HONORS SPANISH 369: EARLY MODERN SPANISH LITERATURE AND CULTURE

The Spanish comedia is an innovative type of drama that attracted large and socially diverse audiences to the theaters of 17th-century Spain. Its universal topics – the effects of power, honor and love, among others – made this genre very popular and are still applicable to us today.

Following the tradition of keeping the Spanish comedia alive, students in assistant professor Dr. Glenda Y. Nieto-Cuebas’ Spanish 369 honors course, adapted and produced scenes from plays written by renowned playwrights of the Spanish Golden Age.

This project was designed to promote students’ understanding of the analysis, adaptation and performance of the Spanish comedia. Throughout the semester, students worked in groups that they called familias(“families” in Spanish). Each familia was assigned a different comedia from the ones discussed in class:The Trickster of Seville (Tirso de Molina), Life is a Dream (Pedro Calderón de la Barca), The Dog in the Manger, or The Foolish Girl (Lope de Vega). Students abridged the three-act plays into shorter versions for a 15-minute performance. After adapting the scripts, they learned their parts and rehearsed for the final show. At the end of the semester, they performed their adaptations before a large audience from the OWU community.

Click here to view a gallery of photos from the project.

Quotes from Students Involved in the Project

“Working on this project was a great learning experience for me. It was definitely an amazing exercise in language acquisition; I became so much more confident in my vocabulary and pronunciation. This project gave me a deeper understating of all of the works that we read in class. Performing what we read helped me understand these works more deeply than I ever could have otherwise. Seeing these work performed live with my own two eyes, made them so much more relevant to me […] seeing all the people who came to see us was also really rewarding. Now that it’s all done, I feel like we worked really hard and accomplished something to be proud of. I know I will never forget this project, and it will be something I’ll look back on fondly!”

“I found it really powerful that we performed plays in the same manner that people would have performed them during the Golden Age […] After performing I was amazed at how great I felt! I felt more confident with the course content (Spanish Golden Age Theater) but I also felt as if I had experienced personal growth. I made strides in the areas of public speaking and collaborating with others. Overall, I think this experience was fun, informative, and allowed for the accomplishment of curricular and personal goals. I had a great time and will miss the class in the coming semester!”

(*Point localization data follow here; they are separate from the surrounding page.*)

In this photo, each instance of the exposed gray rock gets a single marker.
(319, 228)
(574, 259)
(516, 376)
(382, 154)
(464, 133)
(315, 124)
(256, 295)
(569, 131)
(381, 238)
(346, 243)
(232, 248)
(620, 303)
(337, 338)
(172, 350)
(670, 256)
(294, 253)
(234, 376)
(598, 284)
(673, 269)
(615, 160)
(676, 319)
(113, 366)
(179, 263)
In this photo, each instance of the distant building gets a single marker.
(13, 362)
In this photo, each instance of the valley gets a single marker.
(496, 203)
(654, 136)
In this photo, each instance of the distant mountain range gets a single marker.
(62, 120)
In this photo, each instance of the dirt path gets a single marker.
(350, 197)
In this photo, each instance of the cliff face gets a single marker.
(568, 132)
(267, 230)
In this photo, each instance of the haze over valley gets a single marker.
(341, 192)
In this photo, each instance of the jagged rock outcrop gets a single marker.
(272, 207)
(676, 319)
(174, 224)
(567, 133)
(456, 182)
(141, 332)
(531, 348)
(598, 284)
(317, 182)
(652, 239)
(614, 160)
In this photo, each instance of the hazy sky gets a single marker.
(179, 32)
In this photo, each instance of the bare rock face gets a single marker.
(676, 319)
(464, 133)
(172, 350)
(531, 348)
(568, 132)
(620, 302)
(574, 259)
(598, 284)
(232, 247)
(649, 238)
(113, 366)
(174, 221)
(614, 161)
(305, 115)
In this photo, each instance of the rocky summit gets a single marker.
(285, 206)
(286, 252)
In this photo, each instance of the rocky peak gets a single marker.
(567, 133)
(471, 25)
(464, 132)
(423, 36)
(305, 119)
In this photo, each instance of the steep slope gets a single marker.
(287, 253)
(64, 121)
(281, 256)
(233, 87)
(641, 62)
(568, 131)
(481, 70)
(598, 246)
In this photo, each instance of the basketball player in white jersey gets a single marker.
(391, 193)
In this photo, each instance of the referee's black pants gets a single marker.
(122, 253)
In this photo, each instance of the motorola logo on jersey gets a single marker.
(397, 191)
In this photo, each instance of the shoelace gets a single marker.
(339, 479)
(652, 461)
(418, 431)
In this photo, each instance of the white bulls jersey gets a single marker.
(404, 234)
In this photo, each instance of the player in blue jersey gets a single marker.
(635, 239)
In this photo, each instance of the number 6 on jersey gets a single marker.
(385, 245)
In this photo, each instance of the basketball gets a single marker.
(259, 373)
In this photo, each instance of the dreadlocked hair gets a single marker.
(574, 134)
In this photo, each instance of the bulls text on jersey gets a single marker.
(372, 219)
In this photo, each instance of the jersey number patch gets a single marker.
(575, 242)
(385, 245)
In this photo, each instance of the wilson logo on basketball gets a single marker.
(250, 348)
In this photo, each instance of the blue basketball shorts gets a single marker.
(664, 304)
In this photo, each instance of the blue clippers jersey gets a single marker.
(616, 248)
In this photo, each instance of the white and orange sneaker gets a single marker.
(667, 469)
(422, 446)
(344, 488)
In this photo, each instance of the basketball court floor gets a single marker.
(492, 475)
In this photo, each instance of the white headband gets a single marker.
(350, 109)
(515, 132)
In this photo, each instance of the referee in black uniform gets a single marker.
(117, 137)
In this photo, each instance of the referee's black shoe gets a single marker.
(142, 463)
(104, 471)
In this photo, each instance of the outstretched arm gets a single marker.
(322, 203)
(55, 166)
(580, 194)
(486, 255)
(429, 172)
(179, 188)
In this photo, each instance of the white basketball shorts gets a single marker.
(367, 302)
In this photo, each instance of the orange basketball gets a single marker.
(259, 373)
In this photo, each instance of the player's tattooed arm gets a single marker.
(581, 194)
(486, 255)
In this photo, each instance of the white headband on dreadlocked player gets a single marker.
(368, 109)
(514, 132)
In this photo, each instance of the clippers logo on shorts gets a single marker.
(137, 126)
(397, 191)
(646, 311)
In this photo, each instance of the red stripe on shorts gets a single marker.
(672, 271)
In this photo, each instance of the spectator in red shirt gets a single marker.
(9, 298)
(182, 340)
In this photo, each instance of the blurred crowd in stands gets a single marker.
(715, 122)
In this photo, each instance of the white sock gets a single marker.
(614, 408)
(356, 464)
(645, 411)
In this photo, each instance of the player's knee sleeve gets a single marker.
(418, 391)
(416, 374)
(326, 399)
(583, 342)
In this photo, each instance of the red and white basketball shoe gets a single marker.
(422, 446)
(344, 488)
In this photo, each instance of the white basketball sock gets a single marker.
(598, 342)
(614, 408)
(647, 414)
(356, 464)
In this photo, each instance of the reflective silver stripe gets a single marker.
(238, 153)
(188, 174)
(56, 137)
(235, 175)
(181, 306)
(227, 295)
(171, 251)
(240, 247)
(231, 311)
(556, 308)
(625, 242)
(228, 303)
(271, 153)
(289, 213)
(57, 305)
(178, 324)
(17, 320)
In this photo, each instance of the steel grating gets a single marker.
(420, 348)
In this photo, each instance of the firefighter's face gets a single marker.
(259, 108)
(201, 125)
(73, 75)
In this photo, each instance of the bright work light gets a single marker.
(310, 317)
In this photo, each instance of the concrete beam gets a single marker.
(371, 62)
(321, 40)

“In terms of understanding the [Spanish] comedia and the educational aspect, the project was immensely helpful. Understanding having to play multiple roles as well as quick changes in costumes gave me a better sense of the inner-workings of a comedia during the early modern period in Spain […] The process, although not identical, was in some ways similar to that of an actual [theater] troupe from that time. In addition, bringing to life the play and its nuances in our own adaptation brought new meaning to a number of lines as well as the themes and concepts we studied in class about our particular comedias.”

“I learned more than just our comedia’s plot and my character’s lines. I felt as though I have a better understanding of the underlying message of the comedia as well as the emotion put into the writing. I did not understand the emotion until we had started performing […] Reading plays in the Spanish language was like getting a glimpse of the human nature that we all know from a different perspective, therefore being able to understand humanity a little better.”